The three old hands were performing a well-rehearsed turn. They never missed a cue; they each appeared in turn and made their little speech, then disappeared into the wings.

“Yes, twenty-five ounces of rice a day—the minimum vital ration. Within a few hours, as you saw for yourselves, you were dying of hunger; all you could think of was food. Your stomach clamoured for attention and left you no time for any preoccupations of a philosophical, political or even religious nature. Then the instruction periods began.”

“That was the seed being sown, the good old Marxist seed. It encountered no resistance in such well-tilled soil . . .

“The next thing was to create a sort of Pavlovian conditioned reflex in you, a politico-stomachic reflex. The prisoners have been enlightened and are making political progress. The minimum vital ration is increased proportionally and the stomach is prepared to think along the right lines . . . On the other hand, any backsliding is punished by a reduction in the diet and the stomach has to suffer the consequences of this mental rebellion.”

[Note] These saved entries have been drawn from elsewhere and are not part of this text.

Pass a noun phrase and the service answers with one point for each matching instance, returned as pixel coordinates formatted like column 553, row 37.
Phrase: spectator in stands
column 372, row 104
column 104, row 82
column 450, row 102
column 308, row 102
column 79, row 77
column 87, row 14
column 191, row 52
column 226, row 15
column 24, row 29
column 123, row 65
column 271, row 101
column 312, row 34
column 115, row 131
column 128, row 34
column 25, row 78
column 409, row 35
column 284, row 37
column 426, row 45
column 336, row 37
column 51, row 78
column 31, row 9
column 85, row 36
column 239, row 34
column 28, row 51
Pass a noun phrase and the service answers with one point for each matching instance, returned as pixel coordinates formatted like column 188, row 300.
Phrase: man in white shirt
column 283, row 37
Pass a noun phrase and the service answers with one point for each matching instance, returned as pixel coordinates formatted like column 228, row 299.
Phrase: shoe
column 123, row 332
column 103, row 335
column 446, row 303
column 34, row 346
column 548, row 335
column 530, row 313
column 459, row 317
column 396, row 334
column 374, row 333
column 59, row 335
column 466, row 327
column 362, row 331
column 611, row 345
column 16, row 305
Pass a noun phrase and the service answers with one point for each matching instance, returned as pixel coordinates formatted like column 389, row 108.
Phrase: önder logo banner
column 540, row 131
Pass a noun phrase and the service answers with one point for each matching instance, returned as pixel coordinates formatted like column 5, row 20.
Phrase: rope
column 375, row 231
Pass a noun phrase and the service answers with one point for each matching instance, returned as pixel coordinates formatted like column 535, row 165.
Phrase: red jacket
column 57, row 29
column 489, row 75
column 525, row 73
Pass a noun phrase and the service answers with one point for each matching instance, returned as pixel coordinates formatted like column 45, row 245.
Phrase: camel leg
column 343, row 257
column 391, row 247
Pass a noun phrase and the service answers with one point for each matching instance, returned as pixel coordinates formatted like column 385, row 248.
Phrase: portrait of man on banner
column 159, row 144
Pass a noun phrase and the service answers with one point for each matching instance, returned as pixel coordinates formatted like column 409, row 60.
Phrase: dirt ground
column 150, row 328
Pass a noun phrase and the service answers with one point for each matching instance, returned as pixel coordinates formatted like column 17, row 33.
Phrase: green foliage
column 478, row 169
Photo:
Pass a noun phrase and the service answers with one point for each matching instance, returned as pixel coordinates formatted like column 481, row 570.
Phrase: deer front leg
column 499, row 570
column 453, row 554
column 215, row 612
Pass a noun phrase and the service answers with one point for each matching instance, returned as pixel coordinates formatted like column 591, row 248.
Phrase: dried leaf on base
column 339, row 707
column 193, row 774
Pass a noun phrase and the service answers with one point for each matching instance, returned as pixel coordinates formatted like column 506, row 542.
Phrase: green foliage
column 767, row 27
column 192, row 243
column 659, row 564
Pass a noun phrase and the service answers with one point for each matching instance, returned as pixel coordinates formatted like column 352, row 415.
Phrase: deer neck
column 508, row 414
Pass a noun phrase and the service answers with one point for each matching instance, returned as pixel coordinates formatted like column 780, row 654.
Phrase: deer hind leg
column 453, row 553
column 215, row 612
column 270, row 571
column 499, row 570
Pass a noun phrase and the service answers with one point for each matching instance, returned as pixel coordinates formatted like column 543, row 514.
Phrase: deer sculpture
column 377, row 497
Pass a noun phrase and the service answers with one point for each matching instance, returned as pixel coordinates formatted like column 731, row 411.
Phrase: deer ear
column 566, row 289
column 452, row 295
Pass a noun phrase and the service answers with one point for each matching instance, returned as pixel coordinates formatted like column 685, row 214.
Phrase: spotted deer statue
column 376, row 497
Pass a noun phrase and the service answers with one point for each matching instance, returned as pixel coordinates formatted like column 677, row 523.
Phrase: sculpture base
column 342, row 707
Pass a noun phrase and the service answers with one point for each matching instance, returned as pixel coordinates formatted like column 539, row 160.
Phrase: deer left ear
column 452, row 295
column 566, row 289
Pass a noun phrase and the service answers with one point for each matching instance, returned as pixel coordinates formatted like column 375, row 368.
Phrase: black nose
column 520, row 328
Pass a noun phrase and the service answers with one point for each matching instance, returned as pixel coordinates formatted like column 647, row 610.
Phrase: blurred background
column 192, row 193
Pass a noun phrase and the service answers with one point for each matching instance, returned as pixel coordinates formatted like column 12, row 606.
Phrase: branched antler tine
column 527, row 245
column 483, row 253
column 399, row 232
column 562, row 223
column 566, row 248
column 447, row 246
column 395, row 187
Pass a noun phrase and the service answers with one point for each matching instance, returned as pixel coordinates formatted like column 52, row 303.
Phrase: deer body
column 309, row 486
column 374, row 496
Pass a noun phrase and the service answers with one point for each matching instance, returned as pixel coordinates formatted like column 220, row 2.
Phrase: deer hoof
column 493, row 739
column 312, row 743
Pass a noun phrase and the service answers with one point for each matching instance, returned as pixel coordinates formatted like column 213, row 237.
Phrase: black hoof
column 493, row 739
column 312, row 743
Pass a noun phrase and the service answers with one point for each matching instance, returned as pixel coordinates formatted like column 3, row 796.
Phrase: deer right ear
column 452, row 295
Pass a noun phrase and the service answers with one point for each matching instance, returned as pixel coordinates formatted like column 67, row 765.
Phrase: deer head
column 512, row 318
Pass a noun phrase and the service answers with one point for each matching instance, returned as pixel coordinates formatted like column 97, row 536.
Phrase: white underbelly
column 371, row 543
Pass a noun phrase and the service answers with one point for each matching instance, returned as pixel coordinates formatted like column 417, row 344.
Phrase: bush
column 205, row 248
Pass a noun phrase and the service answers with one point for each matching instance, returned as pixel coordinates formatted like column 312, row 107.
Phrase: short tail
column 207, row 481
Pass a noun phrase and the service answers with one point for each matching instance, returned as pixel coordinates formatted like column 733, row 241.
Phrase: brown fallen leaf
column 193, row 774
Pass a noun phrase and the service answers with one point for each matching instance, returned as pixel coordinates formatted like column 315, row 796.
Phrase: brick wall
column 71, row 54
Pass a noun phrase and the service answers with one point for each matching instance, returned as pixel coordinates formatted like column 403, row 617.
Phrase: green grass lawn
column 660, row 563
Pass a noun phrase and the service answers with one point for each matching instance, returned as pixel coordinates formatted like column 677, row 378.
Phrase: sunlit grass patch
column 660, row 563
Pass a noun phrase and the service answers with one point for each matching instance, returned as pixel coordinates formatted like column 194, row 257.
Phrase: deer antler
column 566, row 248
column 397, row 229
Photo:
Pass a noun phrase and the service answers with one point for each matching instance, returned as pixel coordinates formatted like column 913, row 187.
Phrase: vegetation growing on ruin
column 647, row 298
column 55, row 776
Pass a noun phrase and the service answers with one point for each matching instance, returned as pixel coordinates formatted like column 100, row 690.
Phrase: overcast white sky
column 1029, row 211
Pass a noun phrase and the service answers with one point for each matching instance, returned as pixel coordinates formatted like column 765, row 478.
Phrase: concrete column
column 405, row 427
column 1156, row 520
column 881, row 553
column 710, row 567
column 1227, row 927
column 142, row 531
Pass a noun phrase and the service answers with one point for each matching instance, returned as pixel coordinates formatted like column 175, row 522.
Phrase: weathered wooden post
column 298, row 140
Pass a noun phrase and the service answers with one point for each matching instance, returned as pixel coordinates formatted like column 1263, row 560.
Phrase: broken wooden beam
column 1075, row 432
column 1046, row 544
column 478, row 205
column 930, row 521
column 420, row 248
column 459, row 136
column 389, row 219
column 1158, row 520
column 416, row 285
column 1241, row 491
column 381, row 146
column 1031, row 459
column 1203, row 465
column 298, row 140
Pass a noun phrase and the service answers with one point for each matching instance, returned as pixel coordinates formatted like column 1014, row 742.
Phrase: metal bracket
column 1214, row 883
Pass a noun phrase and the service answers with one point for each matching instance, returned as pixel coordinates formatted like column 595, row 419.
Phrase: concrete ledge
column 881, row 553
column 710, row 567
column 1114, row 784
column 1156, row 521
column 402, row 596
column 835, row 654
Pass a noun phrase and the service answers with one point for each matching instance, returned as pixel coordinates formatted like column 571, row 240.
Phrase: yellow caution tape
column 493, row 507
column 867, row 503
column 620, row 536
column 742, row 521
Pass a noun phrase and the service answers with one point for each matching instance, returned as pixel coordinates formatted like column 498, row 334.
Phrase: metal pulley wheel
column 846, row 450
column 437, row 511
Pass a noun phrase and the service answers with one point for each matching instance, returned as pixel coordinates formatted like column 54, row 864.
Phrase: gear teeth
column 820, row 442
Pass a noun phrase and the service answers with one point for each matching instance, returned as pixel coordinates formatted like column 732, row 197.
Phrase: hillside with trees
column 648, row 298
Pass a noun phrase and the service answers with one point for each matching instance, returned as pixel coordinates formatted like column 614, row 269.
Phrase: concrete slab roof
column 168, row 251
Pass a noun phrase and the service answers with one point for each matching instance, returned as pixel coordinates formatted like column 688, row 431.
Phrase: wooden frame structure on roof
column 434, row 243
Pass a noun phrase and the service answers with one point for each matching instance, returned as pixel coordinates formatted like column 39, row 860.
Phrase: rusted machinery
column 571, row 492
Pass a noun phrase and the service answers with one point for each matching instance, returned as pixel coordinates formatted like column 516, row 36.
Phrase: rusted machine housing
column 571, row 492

“But there was still one weed which was particularly tenacious because its roots lay buried deep in the earth: hope—the hope of getting back to France, living as free men once again, seeing our families once more and making love to a girl without committing a political sin.”

“It's worse than quack-grass, this hope. No sooner is it pulled up than it grows again and in a trice strangles the tender little shoots of the Marxist crop. It's got to be pulled up all the time. The best method they've found is the false rumour. Here's what I mean: on the
14
th July everyone in camp was filled with hope of a speedy release. The quack-grass was running wild. So the Voice disseminates one of his false rumours by one of his usual means: a piece of paper dropped on the ground, a
bo-doi
who shoots his mouth off: ‘The Vietnamese delegation has left Geneva for Prague. The Mendès-France government has just been overthrown; the marines are landing at Haiphong . . .' Hope is abruptly snuffed out. There's no other solution . . . the only way to survive and get away with a whole skin is to become good fighters for Peace.”